La oración es el corazón de la vida de la Comunidad de Sant’Egidio, su primera “obra”. Cuando termina el día todas las Comunidades, tanto si son grandes como si son pequeñas, se reúnen alrededor del Señor para escuchar su Palabra y dirigirse a Él en su invocación. Los discípulos no pueden sino estar a los pies de Jesús, como María de Betania, para elegir la “mejor parte” (Lc 10,42) y aprender de Él sus mismos sentimientos (cfr. Flp 2,5).

Siempre que la Comunidad vuelve al Señor, hace suya la súplica del discípulo anónimo: “¡Señor, enséñanos a orar” (Lc 11,1). Y Jesús, maestro de oración, continúa contestando: “Cuando oréis, decid: Abbá, Padre”.

Cuando oramos, aunque lo hagamos dentro de nuestro corazón, nunca estamos aislados ni somos huérfanos, porque somos en todo momento miembros de la familia del Señor. En la oración común se ve claramente, además del misterio de la filiación, el de la fraternidad.

Las Comunidades de Sant'Egidio que hay por el mundo se reúnen en los distintos lugares que destinan a la oración y presentan al Señor las esperanzas y los dolores de los hombres y mujeres “vejados y abatidos” de los que habla el Evangelio (Mt 9,37). En aquella gente de entonces se incluyen los habitantes de las ciudades contemporáneas, los pobres que son marginados de la vida, todos aquellos que esperan que alguien les contrate (cfr. Mt 20).

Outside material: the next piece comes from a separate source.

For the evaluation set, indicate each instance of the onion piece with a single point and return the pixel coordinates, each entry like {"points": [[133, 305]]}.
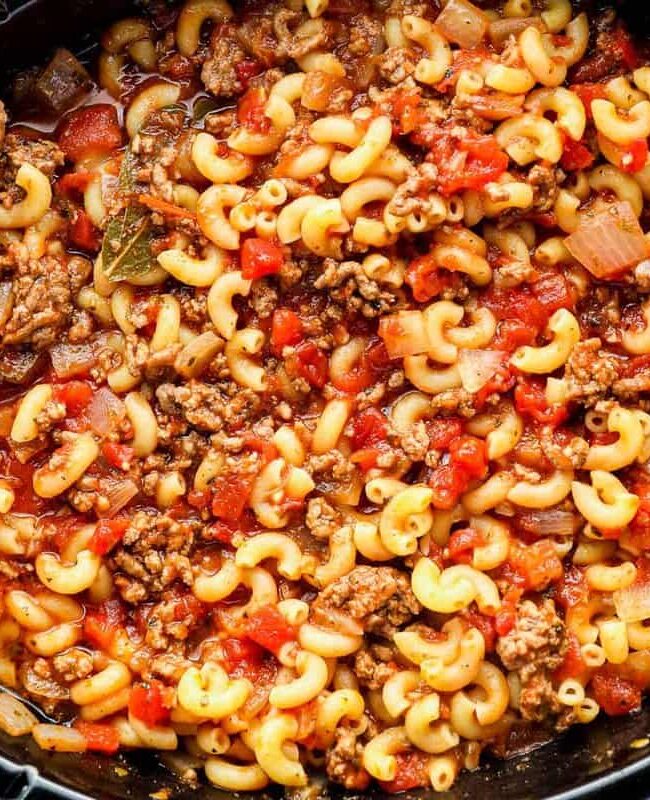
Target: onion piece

La oración común recoge el grito, la aspiración, el deseo de paz, de curación, de sentido de la vida y de salvación que hay en los hombres y las mujeres de este mundo. La oración nunca es vacía. Sube incesante al Señor para que el llanto se transforme en alegría, la desesperación en felicidad, la angustia en esperanza y la soledad en comunión. Y para que el Reino de Dios llegue pronto a los hombres.